7. Right Mode of Transportation
Right Mode of Transportation involves selecting the most appropriate method to move goods from supplier to buyer, balancing speed, cost, security, and nature of goods. Options include road, rail, air, sea, or multimodal transport. In India, with its vast geography and varying infrastructure, this decision is crucial. Perishable goods require refrigerated trucks; urgent orders may need air freight; bulk commodities like coal suit rail transport. For example, an importer in Delhi sourcing electronics from China must choose between sea freight (cheaper but slower via Mumbai port) and air freight (faster but expensive).

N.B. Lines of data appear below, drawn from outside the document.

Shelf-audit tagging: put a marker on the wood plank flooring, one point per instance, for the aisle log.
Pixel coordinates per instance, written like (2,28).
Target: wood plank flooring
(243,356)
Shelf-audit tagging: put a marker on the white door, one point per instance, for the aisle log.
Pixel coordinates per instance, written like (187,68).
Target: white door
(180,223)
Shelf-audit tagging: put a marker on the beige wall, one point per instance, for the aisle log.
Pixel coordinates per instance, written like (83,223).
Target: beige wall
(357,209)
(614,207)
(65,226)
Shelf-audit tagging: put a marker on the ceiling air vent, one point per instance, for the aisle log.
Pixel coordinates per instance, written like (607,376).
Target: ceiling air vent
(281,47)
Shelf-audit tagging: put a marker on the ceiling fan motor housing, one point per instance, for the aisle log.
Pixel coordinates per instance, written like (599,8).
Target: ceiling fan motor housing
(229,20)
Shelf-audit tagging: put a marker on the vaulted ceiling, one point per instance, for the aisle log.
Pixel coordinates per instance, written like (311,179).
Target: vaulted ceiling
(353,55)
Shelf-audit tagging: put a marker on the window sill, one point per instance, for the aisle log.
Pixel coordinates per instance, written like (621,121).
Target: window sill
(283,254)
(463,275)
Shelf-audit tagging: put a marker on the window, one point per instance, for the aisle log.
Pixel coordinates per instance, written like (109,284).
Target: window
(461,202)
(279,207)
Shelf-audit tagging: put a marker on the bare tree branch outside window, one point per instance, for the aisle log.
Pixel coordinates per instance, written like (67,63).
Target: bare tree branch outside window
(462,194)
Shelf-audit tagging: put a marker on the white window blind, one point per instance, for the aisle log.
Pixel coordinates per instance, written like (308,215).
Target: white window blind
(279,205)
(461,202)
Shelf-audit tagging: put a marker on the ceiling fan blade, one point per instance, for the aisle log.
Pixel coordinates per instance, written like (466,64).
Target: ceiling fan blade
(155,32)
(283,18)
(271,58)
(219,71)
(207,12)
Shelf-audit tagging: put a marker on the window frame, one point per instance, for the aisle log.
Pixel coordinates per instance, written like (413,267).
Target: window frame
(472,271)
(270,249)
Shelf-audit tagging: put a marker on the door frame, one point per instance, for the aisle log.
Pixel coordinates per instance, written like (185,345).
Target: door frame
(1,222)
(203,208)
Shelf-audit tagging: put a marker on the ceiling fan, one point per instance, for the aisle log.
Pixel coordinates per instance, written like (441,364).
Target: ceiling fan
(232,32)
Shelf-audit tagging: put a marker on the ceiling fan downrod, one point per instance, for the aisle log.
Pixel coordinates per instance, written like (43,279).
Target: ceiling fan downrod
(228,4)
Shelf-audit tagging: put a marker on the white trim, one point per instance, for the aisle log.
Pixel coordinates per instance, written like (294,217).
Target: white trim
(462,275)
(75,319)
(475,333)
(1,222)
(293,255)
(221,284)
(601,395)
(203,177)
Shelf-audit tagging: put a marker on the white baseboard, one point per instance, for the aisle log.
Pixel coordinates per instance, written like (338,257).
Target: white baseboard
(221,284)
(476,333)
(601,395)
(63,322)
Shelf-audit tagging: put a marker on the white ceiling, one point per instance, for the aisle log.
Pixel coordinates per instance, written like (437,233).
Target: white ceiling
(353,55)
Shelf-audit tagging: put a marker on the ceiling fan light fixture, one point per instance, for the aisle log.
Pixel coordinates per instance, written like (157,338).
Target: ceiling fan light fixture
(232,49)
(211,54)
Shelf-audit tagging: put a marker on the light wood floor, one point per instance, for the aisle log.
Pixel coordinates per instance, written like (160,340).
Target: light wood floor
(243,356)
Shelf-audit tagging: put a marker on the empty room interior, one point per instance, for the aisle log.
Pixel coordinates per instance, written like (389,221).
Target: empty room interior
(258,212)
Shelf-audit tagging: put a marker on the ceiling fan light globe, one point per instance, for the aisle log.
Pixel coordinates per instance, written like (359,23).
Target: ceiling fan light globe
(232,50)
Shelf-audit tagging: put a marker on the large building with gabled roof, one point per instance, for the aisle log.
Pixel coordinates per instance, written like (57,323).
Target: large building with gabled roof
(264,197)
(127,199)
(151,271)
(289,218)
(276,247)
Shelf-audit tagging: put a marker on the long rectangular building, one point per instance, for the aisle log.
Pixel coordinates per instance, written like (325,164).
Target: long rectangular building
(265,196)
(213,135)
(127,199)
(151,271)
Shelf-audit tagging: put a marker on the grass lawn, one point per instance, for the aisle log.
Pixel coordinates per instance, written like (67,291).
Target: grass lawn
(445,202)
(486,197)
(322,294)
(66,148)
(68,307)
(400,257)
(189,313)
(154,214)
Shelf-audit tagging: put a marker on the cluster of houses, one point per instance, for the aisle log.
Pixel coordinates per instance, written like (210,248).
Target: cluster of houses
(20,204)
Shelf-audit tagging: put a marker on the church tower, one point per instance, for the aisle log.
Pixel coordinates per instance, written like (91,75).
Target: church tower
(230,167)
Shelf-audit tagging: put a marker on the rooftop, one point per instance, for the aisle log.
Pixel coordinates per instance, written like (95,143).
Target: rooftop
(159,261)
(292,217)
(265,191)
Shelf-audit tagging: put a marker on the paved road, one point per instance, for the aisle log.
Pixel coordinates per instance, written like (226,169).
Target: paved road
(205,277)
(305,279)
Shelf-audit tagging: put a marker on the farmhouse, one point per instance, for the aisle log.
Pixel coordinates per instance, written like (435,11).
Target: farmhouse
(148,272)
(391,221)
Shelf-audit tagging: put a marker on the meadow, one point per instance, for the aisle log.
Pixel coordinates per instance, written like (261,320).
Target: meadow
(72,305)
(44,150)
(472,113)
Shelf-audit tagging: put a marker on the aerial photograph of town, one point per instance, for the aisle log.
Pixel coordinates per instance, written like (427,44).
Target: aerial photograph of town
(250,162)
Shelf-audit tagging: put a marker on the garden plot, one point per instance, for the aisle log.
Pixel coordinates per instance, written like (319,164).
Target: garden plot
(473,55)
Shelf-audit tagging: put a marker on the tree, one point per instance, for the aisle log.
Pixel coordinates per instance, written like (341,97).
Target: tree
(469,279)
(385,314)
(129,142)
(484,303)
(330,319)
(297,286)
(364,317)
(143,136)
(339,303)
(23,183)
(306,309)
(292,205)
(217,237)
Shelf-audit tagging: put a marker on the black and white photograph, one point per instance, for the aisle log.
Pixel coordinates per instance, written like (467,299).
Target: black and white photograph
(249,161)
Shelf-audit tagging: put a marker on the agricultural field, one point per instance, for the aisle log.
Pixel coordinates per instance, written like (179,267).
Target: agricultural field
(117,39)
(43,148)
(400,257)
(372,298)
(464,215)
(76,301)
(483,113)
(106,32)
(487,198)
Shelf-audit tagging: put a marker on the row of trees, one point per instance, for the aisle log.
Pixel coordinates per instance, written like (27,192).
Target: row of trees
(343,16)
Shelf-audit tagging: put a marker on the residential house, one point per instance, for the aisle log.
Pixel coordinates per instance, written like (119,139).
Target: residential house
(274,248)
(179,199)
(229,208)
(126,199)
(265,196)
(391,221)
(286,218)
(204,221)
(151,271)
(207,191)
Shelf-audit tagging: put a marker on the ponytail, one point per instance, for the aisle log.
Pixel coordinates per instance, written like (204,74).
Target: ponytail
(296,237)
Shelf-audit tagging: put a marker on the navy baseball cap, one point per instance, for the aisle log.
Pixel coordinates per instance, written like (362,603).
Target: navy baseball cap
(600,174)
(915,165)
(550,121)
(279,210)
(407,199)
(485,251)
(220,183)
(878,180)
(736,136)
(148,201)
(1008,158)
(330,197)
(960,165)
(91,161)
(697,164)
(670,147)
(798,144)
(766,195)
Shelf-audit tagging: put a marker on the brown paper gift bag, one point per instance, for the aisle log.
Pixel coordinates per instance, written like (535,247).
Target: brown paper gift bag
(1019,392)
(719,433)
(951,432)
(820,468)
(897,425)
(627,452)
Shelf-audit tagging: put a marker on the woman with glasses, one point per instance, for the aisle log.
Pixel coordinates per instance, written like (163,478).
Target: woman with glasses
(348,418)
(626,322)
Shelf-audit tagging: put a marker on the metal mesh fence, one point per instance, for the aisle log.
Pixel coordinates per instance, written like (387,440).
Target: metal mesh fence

The right mode considers transit time, cost, fragility of goods, insurance requirements, and customs clearance efficiency.
8. Right Terms and Conditions
Right Terms and Conditions refers to establishing clear, mutually agreed contractual terms that protect both buyer and supplier interests and prevent future disputes. This includes payment terms (advance, credit period), delivery terms (FOB, CIF), quality guarantees, warranty periods, penalty clauses for delays, and dispute resolution mechanisms. In India, contracts are governed by the Indian Contract Act, 1872, and must be carefully drafted. For example, a government PSU purchasing equipment must define liquidated damages for delayed delivery, inspection protocols, and payment schedules tied to milestones. Clear terms and conditions ensure legal protection, set performance expectations, and provide recourse in case of non-performance, making them essential for successful purchasing outcomes.